In certain embodiments, the reference comprises a first reference value interval obtained by counting the expression values of Runx2 in the mesenchyme around the same dental plate obtained by detecting a plurality of similar individuals, and/or a second reference value interval obtained by counting the expression values of Wnt in the mesenchyme around the same dental plate obtained by detecting a plurality of similar individuals; and when a1 is greater than the maximum value of the first reference value interval and/or B1 is greater than the maximum value of the second reference value interval, determining that the permanent tooth germ tends to be inhibited; when A1 is within the first reference data interval and/or B1 is within the second reference data interval, determining that the permanent tooth germ tends to be still; when A1 is less than the minimum value of the first reference value interval and/or B1 is less than the minimum value of the second reference value interval, the permanent tooth germ is judged to tend to develop.

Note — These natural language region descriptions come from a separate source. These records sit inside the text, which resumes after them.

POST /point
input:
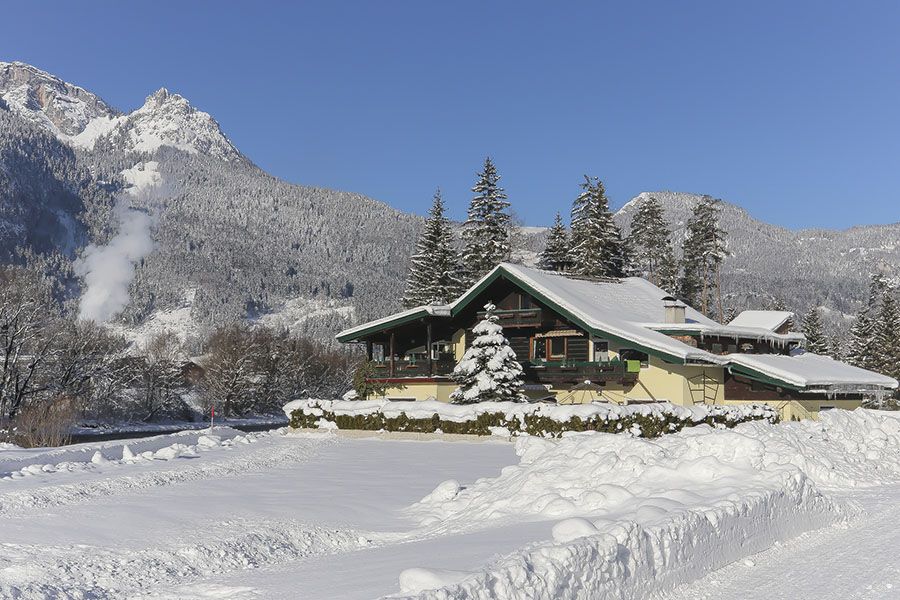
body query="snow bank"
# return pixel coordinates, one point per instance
(512, 418)
(634, 517)
(18, 463)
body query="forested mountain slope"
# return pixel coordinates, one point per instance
(802, 268)
(232, 242)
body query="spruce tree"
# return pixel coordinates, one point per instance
(886, 358)
(555, 256)
(597, 249)
(651, 246)
(704, 250)
(816, 340)
(434, 271)
(486, 230)
(489, 370)
(862, 350)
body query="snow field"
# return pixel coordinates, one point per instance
(642, 516)
(276, 515)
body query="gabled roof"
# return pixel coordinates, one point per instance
(762, 319)
(630, 310)
(613, 309)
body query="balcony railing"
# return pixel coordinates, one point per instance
(414, 368)
(550, 372)
(563, 372)
(524, 317)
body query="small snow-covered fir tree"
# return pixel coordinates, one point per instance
(704, 250)
(489, 370)
(486, 231)
(816, 340)
(651, 246)
(433, 271)
(596, 247)
(555, 256)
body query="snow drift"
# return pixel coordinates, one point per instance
(636, 517)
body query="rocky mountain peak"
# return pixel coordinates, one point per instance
(59, 107)
(168, 119)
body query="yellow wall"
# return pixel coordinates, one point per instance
(660, 381)
(421, 391)
(792, 410)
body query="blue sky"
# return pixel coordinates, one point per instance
(790, 109)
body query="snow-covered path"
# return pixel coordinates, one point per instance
(196, 511)
(854, 561)
(798, 510)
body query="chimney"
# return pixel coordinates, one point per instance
(674, 310)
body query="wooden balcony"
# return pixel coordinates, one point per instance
(526, 317)
(417, 368)
(556, 373)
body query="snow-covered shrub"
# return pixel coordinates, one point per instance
(514, 418)
(489, 370)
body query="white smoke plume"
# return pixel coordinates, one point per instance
(108, 270)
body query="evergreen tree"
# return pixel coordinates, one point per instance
(651, 246)
(486, 231)
(704, 250)
(596, 248)
(887, 336)
(816, 340)
(433, 272)
(489, 370)
(863, 351)
(555, 256)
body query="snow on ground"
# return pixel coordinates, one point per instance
(781, 510)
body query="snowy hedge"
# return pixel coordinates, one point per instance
(511, 418)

[ second method for detecting development of permanent tooth embryo ]

In the seventh aspect of the present invention, there is provided a second method for detecting development of a permanent tooth germ (the present invention may be simply referred to as "second detection method") which comprises a step of detecting expression levels of Wnt genes in mesenchyme around a dental plate and in epithelial cells around the dental plate of the same subject, and judges initiation of development of a tooth germ when a Wnt signal is transferred from the mesenchyme to the epithelium. "metastasis" as used herein includes the tendency of Wnt signaling to diminish or disappear in the mesenchyme surrounding the dental plate, while at the same time Wnt signaling tends to increase in the dental plate epithelium.